Psychologie:Ich bin unvergleichlich

Individualismus nimmt weltweit zu. Das lässt sich an der Scheidungsrate ablesen und an den Namen, die Eltern ihren Kindern geben.

Von Sebastian Herrmann

Wer auf der Suche nach einem Job mit besten Zukunftsaussichten ist, der sollte sich als Scheidungsanwalt mit internationaler Ausrichtung positionieren. In den meisten Gesellschaften weltweit ist nämlich der Individualismus auf dem Vormarsch - und wo das Ich stärker in den Vordergrund rückt, steigen individuelle Glücksansprüche, an denen eine Partnerschaft leicht scheitert. Tatsächlich handelt es sich bei steigenden Scheidungsraten um einen Indikator, an dem Wissenschaftler ablesen können, ob sich kollektivistische Gesellschaften in Richtung Individualismus entwickeln. Auch das Team um Henri Santos von der Universität Waterloo hat auf die Rate der Scheidungen geblickt.

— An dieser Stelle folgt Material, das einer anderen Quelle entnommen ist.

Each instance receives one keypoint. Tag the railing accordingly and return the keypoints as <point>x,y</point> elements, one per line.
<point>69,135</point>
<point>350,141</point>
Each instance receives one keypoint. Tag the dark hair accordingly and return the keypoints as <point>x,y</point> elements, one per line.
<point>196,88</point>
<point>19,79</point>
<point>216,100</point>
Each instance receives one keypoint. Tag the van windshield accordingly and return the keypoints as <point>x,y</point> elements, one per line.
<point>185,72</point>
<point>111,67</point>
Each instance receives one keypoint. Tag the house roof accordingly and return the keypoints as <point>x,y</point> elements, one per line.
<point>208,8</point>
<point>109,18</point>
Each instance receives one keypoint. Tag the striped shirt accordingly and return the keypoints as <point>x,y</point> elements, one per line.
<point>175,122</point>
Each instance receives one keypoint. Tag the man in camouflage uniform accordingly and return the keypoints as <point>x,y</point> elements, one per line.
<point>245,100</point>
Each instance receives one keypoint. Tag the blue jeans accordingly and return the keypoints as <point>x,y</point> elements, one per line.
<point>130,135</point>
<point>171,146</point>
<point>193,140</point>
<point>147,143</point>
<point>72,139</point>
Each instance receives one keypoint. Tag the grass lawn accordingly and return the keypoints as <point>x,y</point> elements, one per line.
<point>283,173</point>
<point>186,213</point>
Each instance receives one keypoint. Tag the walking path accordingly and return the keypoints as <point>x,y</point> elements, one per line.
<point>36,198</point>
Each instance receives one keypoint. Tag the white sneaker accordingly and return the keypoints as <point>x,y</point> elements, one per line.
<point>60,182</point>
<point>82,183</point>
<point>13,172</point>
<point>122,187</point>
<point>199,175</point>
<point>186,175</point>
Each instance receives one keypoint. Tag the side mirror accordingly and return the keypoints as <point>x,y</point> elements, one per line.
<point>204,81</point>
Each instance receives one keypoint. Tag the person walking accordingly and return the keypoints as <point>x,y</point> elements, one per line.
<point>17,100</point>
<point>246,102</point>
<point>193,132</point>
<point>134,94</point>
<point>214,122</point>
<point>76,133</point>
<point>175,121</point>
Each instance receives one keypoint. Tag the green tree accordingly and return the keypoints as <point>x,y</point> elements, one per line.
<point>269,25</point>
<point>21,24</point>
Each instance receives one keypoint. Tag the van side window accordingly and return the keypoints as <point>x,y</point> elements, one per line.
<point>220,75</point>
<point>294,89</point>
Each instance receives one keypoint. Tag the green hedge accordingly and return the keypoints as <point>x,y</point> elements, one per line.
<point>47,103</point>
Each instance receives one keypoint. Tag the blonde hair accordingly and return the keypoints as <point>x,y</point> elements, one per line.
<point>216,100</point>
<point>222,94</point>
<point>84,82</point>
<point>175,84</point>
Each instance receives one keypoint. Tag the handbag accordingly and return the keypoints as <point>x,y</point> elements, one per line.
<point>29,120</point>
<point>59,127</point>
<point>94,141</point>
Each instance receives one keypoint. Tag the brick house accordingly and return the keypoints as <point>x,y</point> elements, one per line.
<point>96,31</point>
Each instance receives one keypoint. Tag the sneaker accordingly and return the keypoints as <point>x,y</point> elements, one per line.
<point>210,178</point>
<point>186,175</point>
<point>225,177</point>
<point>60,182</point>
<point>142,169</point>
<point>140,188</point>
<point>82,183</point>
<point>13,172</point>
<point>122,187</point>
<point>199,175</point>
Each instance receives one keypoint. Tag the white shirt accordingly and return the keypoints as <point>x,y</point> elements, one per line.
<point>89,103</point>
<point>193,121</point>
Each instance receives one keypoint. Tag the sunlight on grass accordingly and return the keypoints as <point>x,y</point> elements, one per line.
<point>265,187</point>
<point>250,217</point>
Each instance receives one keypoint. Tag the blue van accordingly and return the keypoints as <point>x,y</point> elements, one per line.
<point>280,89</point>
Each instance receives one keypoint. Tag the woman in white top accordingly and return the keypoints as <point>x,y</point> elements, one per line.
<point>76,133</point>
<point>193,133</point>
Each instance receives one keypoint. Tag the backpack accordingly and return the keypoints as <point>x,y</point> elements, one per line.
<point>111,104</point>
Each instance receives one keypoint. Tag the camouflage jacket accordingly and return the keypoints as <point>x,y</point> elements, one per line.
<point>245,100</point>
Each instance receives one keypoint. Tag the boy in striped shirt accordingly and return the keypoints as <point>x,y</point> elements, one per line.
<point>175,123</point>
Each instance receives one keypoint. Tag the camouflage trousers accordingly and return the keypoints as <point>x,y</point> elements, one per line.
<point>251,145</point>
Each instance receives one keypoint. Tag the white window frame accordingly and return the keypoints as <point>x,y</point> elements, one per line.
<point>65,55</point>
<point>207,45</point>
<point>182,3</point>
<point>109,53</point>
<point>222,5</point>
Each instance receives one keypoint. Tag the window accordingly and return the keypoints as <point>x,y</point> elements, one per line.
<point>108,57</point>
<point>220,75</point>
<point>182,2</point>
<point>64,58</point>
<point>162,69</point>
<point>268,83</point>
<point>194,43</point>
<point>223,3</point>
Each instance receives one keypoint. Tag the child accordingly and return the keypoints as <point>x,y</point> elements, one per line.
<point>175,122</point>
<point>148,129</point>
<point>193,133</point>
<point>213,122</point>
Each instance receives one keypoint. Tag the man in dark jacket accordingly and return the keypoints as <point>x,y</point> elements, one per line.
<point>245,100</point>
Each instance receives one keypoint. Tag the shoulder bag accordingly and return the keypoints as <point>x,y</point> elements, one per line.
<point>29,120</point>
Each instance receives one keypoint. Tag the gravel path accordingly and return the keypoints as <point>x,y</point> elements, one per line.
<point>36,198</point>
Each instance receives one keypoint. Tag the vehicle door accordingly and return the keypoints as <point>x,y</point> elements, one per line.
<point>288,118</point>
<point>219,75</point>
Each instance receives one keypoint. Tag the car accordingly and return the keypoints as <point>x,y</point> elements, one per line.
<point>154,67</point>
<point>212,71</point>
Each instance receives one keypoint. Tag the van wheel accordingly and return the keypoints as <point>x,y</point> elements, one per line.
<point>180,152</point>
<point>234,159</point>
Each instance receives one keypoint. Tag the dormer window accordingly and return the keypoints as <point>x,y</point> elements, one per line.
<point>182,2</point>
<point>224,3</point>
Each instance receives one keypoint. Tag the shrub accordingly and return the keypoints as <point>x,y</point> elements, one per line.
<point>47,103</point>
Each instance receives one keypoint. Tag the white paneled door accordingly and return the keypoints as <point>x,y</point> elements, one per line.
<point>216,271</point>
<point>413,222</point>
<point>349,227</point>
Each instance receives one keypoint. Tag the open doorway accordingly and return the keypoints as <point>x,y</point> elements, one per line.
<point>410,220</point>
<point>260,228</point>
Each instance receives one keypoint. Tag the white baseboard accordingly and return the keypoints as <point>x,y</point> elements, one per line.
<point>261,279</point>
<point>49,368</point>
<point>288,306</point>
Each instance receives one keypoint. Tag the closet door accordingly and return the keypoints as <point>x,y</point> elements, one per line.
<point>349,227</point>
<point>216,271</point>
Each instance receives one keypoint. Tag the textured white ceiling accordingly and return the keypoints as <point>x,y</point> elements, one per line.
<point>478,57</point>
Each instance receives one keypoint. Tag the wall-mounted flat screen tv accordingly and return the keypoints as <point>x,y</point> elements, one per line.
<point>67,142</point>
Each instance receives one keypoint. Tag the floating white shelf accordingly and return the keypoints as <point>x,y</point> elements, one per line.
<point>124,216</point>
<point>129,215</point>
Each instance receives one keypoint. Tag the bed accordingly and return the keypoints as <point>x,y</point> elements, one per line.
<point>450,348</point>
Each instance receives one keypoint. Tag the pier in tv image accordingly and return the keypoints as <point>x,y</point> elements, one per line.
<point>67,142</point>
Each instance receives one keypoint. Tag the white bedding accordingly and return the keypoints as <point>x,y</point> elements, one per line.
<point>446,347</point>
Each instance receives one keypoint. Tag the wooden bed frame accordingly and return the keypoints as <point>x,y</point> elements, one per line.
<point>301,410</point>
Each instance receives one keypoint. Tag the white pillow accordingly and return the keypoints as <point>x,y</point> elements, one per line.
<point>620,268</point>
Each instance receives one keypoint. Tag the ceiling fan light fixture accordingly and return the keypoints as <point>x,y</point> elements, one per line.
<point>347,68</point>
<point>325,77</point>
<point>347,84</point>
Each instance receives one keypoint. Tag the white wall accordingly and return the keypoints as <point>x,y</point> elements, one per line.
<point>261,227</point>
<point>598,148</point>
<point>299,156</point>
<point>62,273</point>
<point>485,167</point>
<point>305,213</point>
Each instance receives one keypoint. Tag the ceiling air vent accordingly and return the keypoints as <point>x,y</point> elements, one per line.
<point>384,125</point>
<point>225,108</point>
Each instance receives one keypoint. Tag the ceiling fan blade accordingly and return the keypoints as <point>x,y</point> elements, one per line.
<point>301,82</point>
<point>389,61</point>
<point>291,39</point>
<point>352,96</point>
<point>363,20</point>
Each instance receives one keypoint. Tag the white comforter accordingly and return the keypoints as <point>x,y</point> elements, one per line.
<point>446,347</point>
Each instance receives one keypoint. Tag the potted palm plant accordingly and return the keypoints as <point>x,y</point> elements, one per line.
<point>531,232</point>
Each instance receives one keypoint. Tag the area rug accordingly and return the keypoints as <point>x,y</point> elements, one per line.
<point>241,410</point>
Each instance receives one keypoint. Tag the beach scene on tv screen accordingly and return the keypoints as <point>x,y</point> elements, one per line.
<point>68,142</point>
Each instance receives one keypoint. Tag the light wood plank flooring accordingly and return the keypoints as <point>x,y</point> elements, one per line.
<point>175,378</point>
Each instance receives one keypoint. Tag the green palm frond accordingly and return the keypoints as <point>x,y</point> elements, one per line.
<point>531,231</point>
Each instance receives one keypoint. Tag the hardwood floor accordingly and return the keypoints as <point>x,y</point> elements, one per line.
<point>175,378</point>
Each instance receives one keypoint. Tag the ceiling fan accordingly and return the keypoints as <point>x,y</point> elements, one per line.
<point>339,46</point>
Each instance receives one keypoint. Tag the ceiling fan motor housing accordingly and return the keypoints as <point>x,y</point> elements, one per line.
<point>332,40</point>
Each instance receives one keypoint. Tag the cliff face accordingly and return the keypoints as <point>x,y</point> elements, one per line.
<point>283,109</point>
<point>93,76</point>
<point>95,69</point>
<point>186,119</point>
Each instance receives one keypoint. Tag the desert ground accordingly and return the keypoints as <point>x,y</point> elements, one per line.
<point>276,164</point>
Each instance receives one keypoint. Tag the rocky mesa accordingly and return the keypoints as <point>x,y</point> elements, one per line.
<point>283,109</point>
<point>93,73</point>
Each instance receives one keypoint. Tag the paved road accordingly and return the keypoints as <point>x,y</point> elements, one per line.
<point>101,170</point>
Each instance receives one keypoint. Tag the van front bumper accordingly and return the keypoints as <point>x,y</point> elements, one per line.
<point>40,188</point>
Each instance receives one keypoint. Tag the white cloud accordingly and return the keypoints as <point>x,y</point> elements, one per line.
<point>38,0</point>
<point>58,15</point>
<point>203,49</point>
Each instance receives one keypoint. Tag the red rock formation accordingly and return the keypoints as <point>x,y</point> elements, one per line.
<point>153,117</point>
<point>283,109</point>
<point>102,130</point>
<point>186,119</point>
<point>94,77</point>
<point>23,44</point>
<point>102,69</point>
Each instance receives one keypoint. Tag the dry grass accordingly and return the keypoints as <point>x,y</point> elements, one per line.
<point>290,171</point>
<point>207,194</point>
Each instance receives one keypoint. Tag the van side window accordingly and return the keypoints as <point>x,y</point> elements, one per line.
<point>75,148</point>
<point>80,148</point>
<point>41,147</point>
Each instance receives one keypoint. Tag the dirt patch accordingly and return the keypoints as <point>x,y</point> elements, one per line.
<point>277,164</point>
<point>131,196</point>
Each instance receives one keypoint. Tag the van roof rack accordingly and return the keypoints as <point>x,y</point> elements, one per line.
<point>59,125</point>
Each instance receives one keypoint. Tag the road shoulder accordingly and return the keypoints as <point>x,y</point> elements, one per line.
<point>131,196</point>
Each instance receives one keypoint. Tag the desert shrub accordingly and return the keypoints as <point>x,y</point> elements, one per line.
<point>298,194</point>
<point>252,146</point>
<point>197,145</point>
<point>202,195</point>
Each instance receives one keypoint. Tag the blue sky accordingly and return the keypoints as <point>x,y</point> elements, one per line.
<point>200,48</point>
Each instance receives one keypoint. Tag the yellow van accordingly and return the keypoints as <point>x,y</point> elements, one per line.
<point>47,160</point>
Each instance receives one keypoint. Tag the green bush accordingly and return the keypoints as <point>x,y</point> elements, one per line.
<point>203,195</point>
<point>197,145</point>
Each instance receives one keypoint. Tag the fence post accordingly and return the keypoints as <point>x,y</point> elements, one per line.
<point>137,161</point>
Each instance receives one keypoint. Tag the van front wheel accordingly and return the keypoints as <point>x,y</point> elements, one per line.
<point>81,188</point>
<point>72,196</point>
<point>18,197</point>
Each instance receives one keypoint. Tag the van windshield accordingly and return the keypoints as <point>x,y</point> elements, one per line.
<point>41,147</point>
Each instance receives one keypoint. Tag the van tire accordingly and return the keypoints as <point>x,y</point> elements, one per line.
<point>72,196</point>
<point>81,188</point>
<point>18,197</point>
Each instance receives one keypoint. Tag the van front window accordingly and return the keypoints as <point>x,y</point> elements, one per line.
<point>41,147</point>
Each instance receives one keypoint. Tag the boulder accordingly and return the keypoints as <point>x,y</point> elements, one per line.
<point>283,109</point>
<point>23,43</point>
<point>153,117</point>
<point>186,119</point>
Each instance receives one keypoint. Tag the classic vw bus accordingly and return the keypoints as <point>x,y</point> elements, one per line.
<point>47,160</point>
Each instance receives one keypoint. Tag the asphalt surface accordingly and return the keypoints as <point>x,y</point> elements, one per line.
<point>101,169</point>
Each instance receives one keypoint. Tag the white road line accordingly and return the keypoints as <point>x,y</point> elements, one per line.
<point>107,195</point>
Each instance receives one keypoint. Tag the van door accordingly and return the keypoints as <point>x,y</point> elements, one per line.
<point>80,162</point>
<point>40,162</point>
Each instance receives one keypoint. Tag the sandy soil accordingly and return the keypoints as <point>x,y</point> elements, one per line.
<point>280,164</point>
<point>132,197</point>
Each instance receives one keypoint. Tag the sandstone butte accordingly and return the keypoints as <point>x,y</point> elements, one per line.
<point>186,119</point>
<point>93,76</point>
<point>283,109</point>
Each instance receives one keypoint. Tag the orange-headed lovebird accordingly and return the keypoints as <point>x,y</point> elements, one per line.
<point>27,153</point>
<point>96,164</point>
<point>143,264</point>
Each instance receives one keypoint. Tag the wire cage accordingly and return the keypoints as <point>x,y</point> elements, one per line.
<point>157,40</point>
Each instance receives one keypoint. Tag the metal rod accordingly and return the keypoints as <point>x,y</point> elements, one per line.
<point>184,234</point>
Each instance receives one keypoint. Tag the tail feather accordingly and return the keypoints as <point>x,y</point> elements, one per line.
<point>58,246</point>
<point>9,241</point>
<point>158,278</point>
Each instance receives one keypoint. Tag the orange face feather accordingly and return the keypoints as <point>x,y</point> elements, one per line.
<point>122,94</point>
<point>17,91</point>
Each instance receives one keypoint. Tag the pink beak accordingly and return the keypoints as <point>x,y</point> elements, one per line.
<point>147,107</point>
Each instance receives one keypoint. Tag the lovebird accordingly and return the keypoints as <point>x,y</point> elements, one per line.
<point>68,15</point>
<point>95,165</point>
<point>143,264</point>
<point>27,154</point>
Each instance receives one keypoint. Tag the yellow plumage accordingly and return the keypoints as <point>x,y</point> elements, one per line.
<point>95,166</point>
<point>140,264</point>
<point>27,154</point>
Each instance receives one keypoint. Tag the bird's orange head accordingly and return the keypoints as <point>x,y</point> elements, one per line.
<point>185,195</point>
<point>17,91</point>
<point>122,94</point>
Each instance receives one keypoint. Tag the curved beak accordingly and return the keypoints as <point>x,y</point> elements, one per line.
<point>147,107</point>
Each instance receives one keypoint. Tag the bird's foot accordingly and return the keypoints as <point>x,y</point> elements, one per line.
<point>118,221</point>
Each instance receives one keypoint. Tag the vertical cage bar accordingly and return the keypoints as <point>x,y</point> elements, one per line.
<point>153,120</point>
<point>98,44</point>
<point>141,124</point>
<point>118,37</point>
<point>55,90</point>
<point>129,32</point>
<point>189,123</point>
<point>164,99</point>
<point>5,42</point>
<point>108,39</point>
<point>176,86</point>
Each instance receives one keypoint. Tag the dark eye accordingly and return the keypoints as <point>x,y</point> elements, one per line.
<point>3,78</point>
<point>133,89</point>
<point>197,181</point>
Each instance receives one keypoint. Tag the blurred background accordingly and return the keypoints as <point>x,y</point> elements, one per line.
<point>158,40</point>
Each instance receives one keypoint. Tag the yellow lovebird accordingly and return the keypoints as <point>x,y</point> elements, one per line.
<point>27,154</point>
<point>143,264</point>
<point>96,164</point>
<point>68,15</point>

Insgesamt haben die Psychologen Daten des World Values Survey aus 51 Jahren und 78 Ländern ausgewertet. Wie die Forscher in der Fachzeitschrift Psychological Science berichten, nimmt in beinahe allen Ländern individualistisches Verhalten zu. Lediglich in Kamerun, Malawi, Malaysia und Mali ist kollektivistisches Verhalten häufiger geworden. Kollektivistische Wertvorstellungen haben - unabhängig von tatsächlichem Verhalten - lediglich in Armenien, China, Kroatien, Uruguay und in der Ukraine zugenommen. In allen anderen untersuchten Ländern ist der Individualismus wichtiger geworden, auch in Deutschland.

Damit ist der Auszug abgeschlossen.